James Macavoy talked recently about reprising his role as Professor Xavier in X-Men First Class 2, given the second installment gets the greenlight. While highly critically acclaimed, X-Men First Class pulled in an underwhelming box-office sum, living in the wake of a dwindling X-men franchise (X3, X-men origins:Wolverine). Hence the studios hesitance. While ‘X-men’ is of course the intellectual property of Marvel, they had licensed the property rights to 20th Century Fox long ago. Though First Class only hauled in a meager box-office return, many think that the ‘prequel reboot’ is definitely a step in the right direction for the X-men franchise, and director Matthew Vaughn says he will continue to incorporate historical American events into the stories in order to bring a sense of realism.
Some think that the studio is waiting to see how well Wolverine 2 (which HAS been greenlit) will pan out. Meanwhile, First Class director Matthew Vaughn has stated “We will only have one more new character [in an X-Men: First Class sequel]. I won’t say who he…I won’t say who he or she is! …As Professor X is in a wheelchair, Magneto needs to have a nemesis he can fight with. Someone that will be his equal. I know who it is.
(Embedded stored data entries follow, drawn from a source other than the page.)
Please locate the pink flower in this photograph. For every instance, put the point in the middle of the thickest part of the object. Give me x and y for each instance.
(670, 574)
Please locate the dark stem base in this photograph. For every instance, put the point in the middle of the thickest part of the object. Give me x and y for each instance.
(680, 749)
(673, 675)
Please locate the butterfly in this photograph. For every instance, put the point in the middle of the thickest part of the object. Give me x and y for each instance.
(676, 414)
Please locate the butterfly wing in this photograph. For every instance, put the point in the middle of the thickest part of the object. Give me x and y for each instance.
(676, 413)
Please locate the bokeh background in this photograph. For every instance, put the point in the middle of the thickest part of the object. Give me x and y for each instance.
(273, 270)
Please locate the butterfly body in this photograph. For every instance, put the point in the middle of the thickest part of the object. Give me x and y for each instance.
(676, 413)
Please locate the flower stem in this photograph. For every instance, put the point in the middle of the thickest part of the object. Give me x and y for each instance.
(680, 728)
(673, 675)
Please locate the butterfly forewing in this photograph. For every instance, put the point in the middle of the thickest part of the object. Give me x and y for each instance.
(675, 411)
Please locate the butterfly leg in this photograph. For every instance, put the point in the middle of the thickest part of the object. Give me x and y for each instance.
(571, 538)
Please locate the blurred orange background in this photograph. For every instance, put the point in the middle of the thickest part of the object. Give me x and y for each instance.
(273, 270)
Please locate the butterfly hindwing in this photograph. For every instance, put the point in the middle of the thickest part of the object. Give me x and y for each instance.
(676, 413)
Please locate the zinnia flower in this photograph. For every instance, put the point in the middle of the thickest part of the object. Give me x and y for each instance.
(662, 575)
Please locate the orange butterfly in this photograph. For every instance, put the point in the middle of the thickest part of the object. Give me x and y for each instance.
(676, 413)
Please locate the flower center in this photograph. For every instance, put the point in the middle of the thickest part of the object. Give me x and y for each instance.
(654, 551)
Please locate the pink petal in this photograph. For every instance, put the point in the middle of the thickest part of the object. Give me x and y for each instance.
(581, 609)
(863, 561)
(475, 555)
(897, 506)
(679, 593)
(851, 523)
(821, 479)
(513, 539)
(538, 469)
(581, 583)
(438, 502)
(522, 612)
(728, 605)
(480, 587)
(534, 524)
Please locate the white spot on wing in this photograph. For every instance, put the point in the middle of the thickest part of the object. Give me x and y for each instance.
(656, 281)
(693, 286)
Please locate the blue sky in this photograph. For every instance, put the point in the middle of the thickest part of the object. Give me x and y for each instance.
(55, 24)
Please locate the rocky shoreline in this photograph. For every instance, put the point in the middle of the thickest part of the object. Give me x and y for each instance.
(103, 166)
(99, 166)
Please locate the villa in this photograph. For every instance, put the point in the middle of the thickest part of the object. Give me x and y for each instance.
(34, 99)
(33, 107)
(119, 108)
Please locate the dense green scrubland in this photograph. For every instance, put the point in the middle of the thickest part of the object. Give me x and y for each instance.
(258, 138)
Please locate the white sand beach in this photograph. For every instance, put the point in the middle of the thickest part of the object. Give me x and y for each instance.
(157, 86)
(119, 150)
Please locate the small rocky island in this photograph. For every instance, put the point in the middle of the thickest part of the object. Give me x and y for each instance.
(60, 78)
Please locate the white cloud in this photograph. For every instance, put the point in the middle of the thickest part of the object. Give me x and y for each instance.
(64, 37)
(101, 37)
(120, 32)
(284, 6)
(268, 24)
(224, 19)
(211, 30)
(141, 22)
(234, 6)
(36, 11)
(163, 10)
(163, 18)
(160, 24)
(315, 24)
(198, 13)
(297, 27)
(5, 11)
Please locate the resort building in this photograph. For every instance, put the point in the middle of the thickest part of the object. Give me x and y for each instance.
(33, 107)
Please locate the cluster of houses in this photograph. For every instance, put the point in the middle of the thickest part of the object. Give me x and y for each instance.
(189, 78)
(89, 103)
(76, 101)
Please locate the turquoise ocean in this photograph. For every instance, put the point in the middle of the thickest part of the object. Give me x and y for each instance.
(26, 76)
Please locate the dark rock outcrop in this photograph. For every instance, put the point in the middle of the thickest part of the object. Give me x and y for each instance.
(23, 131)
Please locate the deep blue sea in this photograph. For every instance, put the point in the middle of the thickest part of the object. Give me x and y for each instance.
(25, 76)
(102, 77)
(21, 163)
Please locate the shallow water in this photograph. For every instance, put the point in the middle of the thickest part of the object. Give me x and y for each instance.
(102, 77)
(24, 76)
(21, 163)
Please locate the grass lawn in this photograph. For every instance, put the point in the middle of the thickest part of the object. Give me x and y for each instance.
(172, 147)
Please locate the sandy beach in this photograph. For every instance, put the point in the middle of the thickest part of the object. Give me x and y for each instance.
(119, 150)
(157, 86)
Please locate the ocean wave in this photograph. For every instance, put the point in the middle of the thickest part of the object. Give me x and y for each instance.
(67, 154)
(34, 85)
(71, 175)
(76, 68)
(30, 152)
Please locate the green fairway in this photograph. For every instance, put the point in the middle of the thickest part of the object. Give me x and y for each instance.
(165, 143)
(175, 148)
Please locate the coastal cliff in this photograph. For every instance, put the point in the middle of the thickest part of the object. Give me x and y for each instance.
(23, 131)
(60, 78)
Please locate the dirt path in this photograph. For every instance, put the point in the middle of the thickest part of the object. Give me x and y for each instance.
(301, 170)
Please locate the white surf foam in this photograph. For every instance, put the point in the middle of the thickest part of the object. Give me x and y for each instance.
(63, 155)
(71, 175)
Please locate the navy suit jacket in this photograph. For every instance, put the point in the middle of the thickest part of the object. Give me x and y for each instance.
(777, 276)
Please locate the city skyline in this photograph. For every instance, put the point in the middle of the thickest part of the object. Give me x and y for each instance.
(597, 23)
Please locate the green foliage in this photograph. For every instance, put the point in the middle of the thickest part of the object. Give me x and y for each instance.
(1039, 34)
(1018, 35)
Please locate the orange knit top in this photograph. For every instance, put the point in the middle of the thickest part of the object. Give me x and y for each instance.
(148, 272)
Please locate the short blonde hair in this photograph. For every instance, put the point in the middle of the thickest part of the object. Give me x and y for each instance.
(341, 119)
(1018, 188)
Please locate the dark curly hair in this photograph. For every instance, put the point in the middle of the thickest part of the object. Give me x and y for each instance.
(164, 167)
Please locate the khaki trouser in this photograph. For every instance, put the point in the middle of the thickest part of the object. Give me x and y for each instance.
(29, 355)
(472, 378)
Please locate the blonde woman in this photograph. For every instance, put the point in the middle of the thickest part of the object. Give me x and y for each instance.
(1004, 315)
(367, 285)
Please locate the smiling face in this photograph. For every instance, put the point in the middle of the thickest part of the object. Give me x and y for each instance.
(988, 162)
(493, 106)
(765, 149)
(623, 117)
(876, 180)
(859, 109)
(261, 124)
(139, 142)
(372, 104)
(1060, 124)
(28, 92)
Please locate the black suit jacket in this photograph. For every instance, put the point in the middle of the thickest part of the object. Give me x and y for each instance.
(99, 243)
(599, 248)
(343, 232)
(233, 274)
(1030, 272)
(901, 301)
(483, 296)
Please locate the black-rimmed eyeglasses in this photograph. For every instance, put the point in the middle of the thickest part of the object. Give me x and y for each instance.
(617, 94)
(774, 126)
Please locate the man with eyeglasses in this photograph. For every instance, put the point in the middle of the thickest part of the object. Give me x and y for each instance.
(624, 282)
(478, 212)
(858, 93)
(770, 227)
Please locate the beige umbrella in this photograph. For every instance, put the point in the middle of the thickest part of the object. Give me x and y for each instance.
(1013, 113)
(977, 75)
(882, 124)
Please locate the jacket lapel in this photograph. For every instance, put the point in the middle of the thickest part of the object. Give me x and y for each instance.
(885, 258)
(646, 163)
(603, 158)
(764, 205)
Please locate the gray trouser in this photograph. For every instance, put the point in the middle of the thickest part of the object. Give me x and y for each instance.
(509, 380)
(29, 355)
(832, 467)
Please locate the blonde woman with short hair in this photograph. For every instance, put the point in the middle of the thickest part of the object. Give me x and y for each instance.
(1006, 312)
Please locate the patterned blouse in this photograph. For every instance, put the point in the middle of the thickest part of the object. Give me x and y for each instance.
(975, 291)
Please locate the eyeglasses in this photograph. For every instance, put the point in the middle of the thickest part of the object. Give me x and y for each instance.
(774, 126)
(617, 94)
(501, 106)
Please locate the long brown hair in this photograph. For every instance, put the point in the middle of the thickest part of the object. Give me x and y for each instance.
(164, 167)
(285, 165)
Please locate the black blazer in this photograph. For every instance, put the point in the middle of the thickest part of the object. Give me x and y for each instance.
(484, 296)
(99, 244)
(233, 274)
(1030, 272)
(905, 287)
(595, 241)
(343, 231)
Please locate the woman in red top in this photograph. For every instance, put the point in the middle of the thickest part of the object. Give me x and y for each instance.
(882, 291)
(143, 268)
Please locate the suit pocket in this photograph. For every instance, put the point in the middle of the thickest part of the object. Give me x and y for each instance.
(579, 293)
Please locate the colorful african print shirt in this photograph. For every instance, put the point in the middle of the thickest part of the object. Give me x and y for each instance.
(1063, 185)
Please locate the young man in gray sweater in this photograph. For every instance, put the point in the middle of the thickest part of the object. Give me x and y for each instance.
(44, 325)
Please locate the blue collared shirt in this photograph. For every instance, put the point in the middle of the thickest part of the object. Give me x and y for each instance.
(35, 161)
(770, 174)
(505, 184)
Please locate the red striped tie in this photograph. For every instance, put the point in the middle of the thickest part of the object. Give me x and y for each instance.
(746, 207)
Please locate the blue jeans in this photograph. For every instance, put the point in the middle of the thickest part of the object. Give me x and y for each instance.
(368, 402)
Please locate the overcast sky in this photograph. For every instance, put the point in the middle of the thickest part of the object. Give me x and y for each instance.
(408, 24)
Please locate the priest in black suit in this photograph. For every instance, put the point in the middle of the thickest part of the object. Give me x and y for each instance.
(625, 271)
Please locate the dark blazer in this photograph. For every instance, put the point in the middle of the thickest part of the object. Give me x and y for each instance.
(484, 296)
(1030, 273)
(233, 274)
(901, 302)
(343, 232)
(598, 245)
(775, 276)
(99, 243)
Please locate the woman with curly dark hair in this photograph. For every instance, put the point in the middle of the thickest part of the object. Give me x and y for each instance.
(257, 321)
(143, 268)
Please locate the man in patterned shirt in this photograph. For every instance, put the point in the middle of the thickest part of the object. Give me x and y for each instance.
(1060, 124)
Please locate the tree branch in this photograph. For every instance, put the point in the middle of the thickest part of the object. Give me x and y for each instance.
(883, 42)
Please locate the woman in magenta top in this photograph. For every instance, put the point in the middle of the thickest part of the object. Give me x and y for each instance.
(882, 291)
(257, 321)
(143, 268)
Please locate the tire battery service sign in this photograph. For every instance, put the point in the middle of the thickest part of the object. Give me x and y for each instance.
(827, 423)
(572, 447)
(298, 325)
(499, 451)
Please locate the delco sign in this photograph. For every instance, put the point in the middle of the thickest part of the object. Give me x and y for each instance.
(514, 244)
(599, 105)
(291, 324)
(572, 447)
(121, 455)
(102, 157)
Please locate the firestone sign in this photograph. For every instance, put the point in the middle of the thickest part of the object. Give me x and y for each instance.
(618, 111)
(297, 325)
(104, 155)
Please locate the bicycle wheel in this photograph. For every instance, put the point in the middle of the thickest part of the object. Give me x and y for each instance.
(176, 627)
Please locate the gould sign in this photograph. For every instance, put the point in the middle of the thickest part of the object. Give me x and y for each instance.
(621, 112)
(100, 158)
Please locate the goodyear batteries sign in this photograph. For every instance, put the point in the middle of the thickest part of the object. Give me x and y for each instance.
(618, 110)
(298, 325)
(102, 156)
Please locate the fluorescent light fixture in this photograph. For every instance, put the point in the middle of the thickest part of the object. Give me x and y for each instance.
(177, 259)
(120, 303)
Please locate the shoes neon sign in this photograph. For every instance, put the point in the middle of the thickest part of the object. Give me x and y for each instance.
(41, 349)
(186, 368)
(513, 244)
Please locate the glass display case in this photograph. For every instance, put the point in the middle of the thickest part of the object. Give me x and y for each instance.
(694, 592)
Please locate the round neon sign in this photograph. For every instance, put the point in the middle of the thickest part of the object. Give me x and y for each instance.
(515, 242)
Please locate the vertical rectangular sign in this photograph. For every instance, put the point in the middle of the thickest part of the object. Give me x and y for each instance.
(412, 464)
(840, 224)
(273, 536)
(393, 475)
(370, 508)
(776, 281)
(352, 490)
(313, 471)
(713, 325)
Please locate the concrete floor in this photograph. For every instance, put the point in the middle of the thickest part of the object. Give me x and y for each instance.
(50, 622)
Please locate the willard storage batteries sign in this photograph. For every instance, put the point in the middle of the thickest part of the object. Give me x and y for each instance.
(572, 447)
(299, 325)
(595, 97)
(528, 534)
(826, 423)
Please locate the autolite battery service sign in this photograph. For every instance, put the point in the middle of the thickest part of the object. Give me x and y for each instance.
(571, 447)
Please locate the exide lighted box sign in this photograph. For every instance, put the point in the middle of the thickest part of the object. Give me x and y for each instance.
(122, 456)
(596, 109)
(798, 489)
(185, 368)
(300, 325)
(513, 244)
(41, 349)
It would be nice if I could say something, but I can’t.” Given such delightfully encouraging news let’s hope for the best and proceed with analyzing the temperament of the Master of Magnetism.
A German Jewish holocaust survivor, Max Eisenhardt spent a good deal of his childhood as a Sonderkommando: the squad of Jewish men who were forced to help their Nazi masters run the gas chambers, ovens, and fire pits. The only member of his extended family to survive the holocaust, Max witnessed first hand the atrocities that humanity was capable of, and how brutally they treat those that are deemed ‘different’. After discovering his mutant powers, Eisenhardt developed an aggressive superiority complex, and vowed to never again be at the mercy of humans. As the conflict between Mutants and Humans escalated: Magneto founded the Brotherhood of Mutants in order to advance his cause. Powerfully commanding, strategically brilliant, decisively resolute, and an extremely efficient mobilizer: Magneto is undoubtedly a Fieldmarshal Rational. Indeed Magneto has a very ‘directive character‘, and has an uncanny ability to ‘commandeer whatever human (or mutant) capabilities and material resources are available and use them to execute a complex strategy‘. Magneto’s ‘complex strategy’ of course, becomes the subordination of the human race. With a sense of tragic irony, Magneto ultimately matures into exactly the kind of thing that took his family away from him. Hoping X-Men First Class 2 will get the go-ahead, we will soon see Michael Fassbender portray the supreme villain‘s ascension into madness.
The X-Men … The Avengers … and soon the world — All WITHIN MY GRASP!